The release of the figures came on the eve of last week's AFL-CIO Executive Council meeting in Las Vegas. The main business of the meeting was to provide a platform and friendly crowd for Bill Clinton, who found a brief haven from the scandals surrounding his administration. In addition the Executive Council passed a chauvinist resolution opposing any increase in immigration quotas and allocated $13 million to oppose a California initiative aimed at curtailing the ability of unions to spend membership dues revenues to back political candidates.

The hemorrhaging of the unions continues two years into the administration of AFL-CIO President John Sweeney, whose election was generally depicted as the beginning of the revitalization of the labor movement. The latest decline came despite a much trumpeted organizing drive by the AFL-CIO. The federation claims it enrolled 385,000 new members last year, but it lost considerably more than that figure, in large part as a result of layoffs.

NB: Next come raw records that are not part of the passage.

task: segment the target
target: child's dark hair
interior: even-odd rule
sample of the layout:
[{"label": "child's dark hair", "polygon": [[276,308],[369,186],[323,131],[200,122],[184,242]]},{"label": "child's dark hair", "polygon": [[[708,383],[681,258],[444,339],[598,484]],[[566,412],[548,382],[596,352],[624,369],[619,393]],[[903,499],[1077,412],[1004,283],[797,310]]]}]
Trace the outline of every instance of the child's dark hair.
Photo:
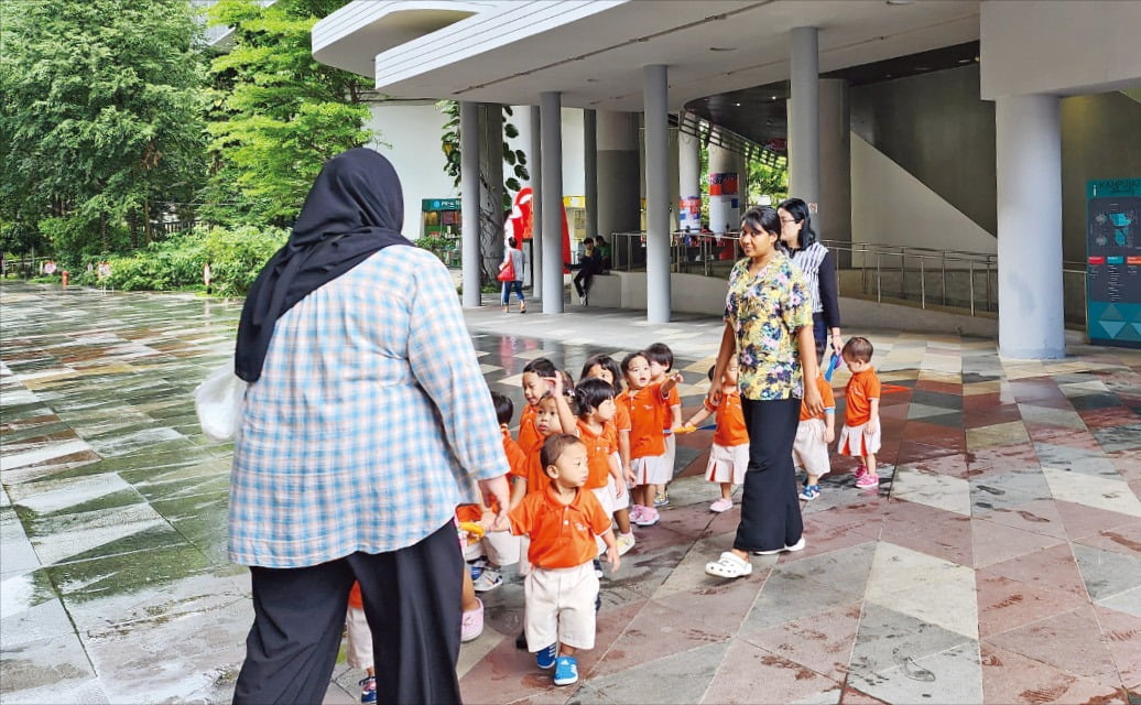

The trade union bureaucracy as a social layer is organically incapable of articulating the needs and concerns of the working class, particularly the most exploited layers, including the youth. But while union membership has declined, the union officials have largely insulated themselves from the effects of the decay of their organizations. The salaries and perks of union officers have increased even as the rank and file have been driven out of the plants in the thousands and those remaining have seen their real wages slashed.

The failure of the unions to grow, even under relatively favorable conditions of an expanding job base and worker disquiet over stagnant real wages and the spread of temporary and part-time employment, underscores the fundamental and historic character of the crisis of the old labor organizations.